All too soon it was time for the wrap-up, thank yous and awards. It’s getting pretty slick now with nominations and voting swiftly dealt with. The PFI award went to Simon Beal and it was no surprise that the SEH went to Larissa and her little one who was just 15 weeks old. A tiny thing who had completely discombobulated our big strapping ex-air force traveller in a game of Striker every time he rolled the dice! To add to the bravery of having a babe in arms and coming to TravCon, Larissa had fallen over and broken her wrist so was learning Striker rules, managing gaming, breast feeding and everything else with a cast on. (See Star Vikings picture with Robin R refereeing and babysitting simultaneously). Our thanks to her husband who in driving her to Redwings, attended his first TravCon, and appeared not to be too daunted by the experience. Andy may need to have a special category of award in future for such devotion above and beyond! As ever we’re indebted to Andy and Sarah for organizing and running a great convention! Thank you!
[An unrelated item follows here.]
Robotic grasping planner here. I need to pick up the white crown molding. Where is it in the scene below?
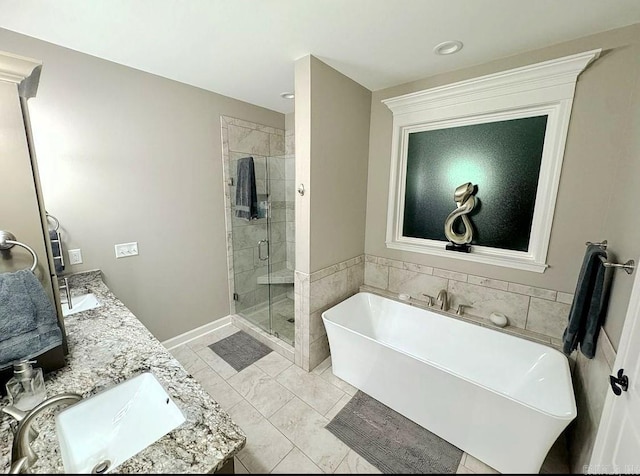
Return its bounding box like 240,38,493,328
382,49,601,273
0,51,42,84
382,49,601,116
Star Vikings Striker miniatures game in full swing

As has become something of a tradition, I’d put all my notes, handouts and District 268 book into a pack to auction for charity. Andy had various other lots from awesome beer to autographed books. Once again the generous bidding of attendees raised a substantial sum for Help for Heroes and motivates me to keep bothering to prepare beforehand. Though I was very impressed with the Referee I found kicking an idea around just a little while before running a game, and then doing so with just a few scribbled sentences. Kai!

I’ll continue to deal with conflicting pressures over the coming year and I’m certain there will be few fellow Travellers from the convention who won’t be facing their own struggles – external or internal, ongoing or new, small or life changing. But in coming together for a weekend of gaming we’re able to have a few moments of escape and shared experience; a short time of stretching our boundaries and believing we can fly; and the wonderful camaraderie and support of friends who know the future is brighter if we overlook our differences and celebrate what unites us.